27. The microcapsule of claim 25 wherein the inorganic sunscreen agent is a metal oxide having an atomic number ranging from 10 to 40.

28. The microcapsule of claim 27 wherein the metal oxide is selected from the group consisting of Ti0₂ and ZnO.

29. A cosmetic composition comprising microcapsules according to any one of the preceding claims and a cosmetically acceptable carrier.

30. The composition of claim 29 wherein the SPF of the composition increases by at least 1 SPF unit, preferably at least 5 SPF units upon exposure of the composition to UV radiation and/or radiation in the visible spectrum.

31. A cosmetic method for protecting skin and/or hair against UV radiation comprising the step of applying an effective amount of the composition of claim 29 or 30 to skin and/or hair.

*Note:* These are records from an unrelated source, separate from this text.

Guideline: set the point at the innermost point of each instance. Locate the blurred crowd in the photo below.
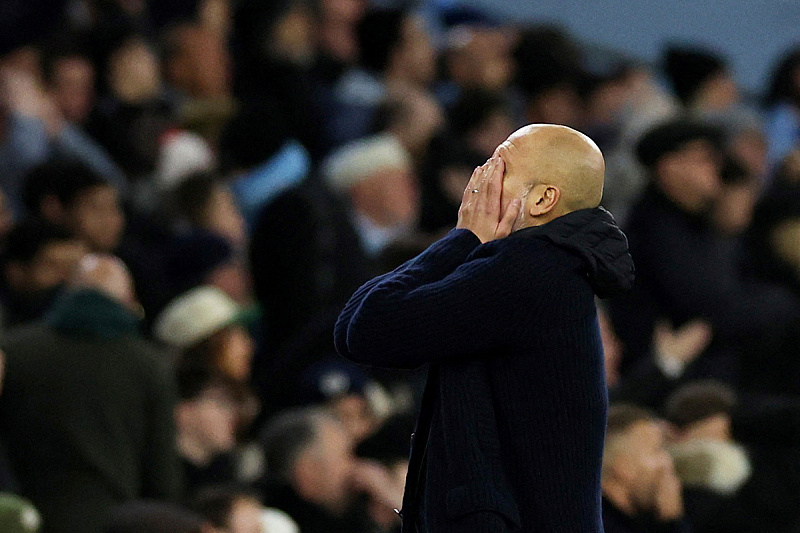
(190, 190)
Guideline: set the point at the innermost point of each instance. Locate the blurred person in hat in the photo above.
(685, 271)
(641, 492)
(107, 435)
(206, 325)
(206, 420)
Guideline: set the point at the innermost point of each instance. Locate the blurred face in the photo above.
(245, 517)
(73, 88)
(415, 58)
(733, 210)
(332, 459)
(133, 72)
(642, 461)
(210, 420)
(223, 217)
(355, 415)
(389, 198)
(236, 353)
(97, 219)
(50, 268)
(690, 177)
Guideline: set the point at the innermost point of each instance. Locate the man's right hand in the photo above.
(481, 209)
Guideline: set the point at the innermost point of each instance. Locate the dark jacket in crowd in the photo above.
(87, 413)
(312, 518)
(684, 271)
(306, 261)
(510, 432)
(616, 521)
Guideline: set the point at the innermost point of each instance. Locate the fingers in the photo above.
(509, 217)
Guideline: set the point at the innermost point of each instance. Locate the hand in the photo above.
(375, 480)
(481, 208)
(684, 344)
(669, 496)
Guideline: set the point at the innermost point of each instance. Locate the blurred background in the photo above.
(190, 191)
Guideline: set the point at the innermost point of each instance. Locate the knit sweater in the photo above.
(511, 429)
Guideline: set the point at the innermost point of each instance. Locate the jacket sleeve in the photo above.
(454, 300)
(161, 471)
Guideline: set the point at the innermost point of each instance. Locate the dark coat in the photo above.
(511, 428)
(87, 414)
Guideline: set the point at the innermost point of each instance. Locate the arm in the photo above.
(161, 474)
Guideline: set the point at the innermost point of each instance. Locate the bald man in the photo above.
(502, 309)
(87, 406)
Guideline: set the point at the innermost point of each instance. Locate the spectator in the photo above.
(684, 270)
(71, 195)
(235, 510)
(376, 177)
(38, 260)
(204, 202)
(731, 485)
(394, 52)
(641, 492)
(148, 516)
(312, 472)
(700, 79)
(358, 402)
(205, 324)
(206, 418)
(782, 102)
(35, 130)
(18, 515)
(107, 435)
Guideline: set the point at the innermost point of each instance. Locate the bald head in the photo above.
(106, 274)
(554, 169)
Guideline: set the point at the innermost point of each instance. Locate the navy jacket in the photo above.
(511, 428)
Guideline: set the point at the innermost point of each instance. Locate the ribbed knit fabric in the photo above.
(511, 429)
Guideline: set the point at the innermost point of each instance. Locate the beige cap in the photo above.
(358, 160)
(195, 316)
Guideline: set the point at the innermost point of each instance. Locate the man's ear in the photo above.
(544, 198)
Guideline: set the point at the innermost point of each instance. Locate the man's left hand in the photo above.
(481, 206)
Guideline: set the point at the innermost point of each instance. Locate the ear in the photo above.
(51, 209)
(543, 199)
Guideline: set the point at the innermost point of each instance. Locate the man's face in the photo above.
(97, 219)
(51, 267)
(333, 458)
(73, 87)
(690, 176)
(211, 419)
(645, 461)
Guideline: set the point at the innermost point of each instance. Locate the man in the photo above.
(314, 477)
(87, 405)
(36, 264)
(510, 433)
(206, 418)
(641, 492)
(735, 458)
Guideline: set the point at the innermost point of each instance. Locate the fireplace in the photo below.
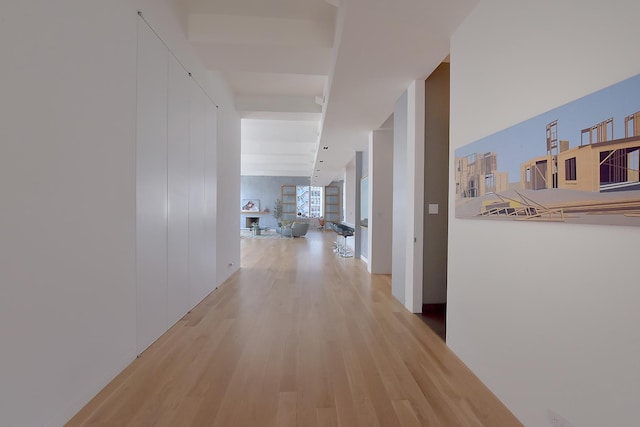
(250, 220)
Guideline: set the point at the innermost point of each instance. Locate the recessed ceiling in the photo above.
(308, 74)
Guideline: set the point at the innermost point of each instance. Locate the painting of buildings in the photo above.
(477, 174)
(578, 163)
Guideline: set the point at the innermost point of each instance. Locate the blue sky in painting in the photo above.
(527, 140)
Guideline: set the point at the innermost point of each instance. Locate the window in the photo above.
(570, 169)
(309, 201)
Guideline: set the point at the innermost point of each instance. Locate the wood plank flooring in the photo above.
(297, 337)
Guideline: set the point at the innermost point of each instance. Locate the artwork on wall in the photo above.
(578, 163)
(250, 205)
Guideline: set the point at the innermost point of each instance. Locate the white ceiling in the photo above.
(283, 58)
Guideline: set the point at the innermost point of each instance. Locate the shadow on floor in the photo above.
(435, 317)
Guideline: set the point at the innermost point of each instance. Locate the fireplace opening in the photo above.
(250, 220)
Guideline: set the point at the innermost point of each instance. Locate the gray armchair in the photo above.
(297, 229)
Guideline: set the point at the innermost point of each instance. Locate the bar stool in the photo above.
(346, 253)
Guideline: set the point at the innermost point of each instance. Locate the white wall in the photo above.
(545, 314)
(68, 189)
(408, 197)
(228, 244)
(380, 201)
(398, 244)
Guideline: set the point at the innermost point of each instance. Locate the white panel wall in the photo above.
(178, 192)
(67, 204)
(380, 201)
(211, 166)
(546, 314)
(151, 191)
(68, 196)
(399, 198)
(197, 202)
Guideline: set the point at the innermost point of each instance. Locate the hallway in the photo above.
(297, 337)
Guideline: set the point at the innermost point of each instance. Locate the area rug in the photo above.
(264, 234)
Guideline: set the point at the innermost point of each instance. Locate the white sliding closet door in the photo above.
(178, 192)
(197, 204)
(151, 188)
(211, 193)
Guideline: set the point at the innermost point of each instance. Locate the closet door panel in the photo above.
(151, 188)
(178, 192)
(211, 135)
(197, 204)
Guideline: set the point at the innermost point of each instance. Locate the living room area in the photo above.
(286, 206)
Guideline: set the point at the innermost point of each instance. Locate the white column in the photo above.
(415, 196)
(380, 201)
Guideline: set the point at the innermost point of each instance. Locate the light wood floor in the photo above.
(298, 337)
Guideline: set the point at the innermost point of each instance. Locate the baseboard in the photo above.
(434, 308)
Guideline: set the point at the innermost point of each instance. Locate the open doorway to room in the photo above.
(436, 194)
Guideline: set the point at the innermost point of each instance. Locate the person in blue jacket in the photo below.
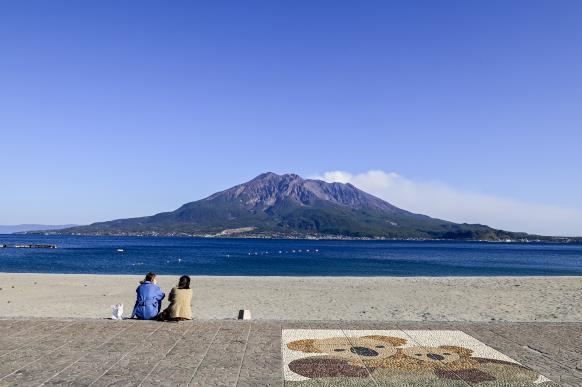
(149, 299)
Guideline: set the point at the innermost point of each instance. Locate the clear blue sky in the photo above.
(123, 108)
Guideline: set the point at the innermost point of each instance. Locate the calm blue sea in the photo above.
(199, 256)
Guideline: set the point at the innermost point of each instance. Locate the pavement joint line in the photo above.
(87, 353)
(575, 373)
(166, 354)
(125, 355)
(36, 339)
(244, 353)
(205, 354)
(19, 331)
(38, 358)
(359, 357)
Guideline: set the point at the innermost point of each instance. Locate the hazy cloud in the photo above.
(442, 201)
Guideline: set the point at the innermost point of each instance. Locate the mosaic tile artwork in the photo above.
(314, 357)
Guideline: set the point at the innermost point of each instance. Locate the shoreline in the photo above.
(477, 299)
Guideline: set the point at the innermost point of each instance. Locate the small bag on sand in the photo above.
(117, 312)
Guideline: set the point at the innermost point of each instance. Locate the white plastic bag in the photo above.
(117, 312)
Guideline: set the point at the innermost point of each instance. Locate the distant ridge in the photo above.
(288, 206)
(20, 228)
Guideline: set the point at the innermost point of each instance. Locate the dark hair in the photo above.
(184, 282)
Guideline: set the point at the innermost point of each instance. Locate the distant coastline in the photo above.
(298, 236)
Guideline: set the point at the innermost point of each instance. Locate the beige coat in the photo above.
(180, 304)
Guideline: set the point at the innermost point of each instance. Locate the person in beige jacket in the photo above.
(180, 299)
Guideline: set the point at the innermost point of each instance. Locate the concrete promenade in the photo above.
(37, 352)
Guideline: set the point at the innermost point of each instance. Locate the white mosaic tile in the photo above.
(318, 357)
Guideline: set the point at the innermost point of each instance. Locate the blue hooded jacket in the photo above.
(148, 303)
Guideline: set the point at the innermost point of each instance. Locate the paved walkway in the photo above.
(229, 353)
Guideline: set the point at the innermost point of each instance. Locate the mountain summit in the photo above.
(273, 205)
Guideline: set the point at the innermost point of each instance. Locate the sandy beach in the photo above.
(307, 298)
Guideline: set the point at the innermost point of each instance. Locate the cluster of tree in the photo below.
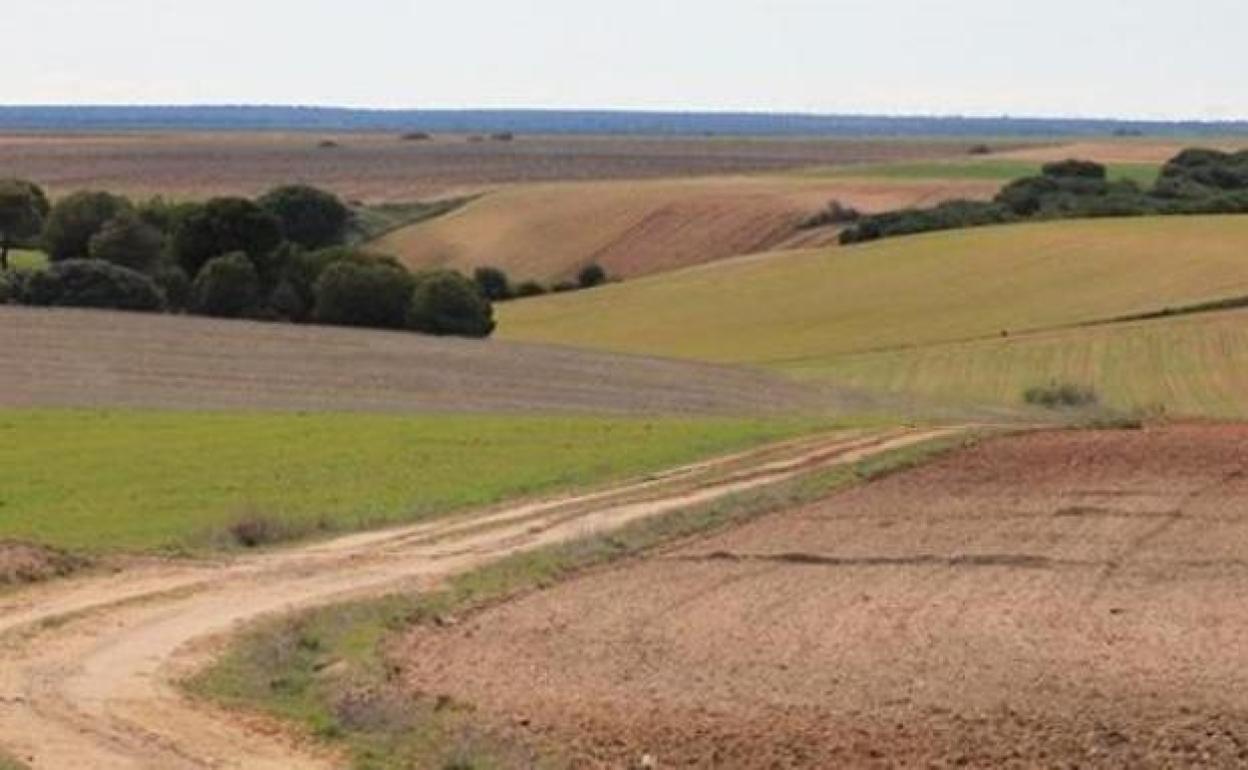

32. A method for preparing the microcapsule according to any one of claims 6 to 28 comprising the steps of:

(a) preparing a first compartment by forming a polymer shell around a droplet of at least one sunscreen agent or of a solution or suspension of at least one sunscreen agent;

(b) combining the first compartment with a solvent or mixture of solvents for said at least one sunscreen agent; and

(c) forming a polymer shell around the combination of (b);

wherein the polymer shell formed in step (a) becomes at least partially permeable for said at least one sunscreen agent and/or for said solvent or mixture of solvents upon exposure to an effective amount of UV radiation and/or radiation in the visible spectrum.

33. Use of the microcapsule according to any one of claims 1 to 28 for the cosmetic protection of skin and/or hair against UV radiation.

34. A method of increasing the SPF of the composition of claim 29 or 30 comprising the step of exposing said composition to an effective amount of UV radiation and/or radiation in the visible spectrum.

35. The method of claim 34 wherein the SPF of the composition increases by at least 1 SPF unit, preferably at least 5 SPF units upon exposure of the composition to UV radiation and/or radiation in the visible spectrum.

36. A method for the preparation of the composition of claim 29 or 30 comprising the step of combining microcapsules according to any one of claims 1 to 28 with a cosmetically acceptable carrier.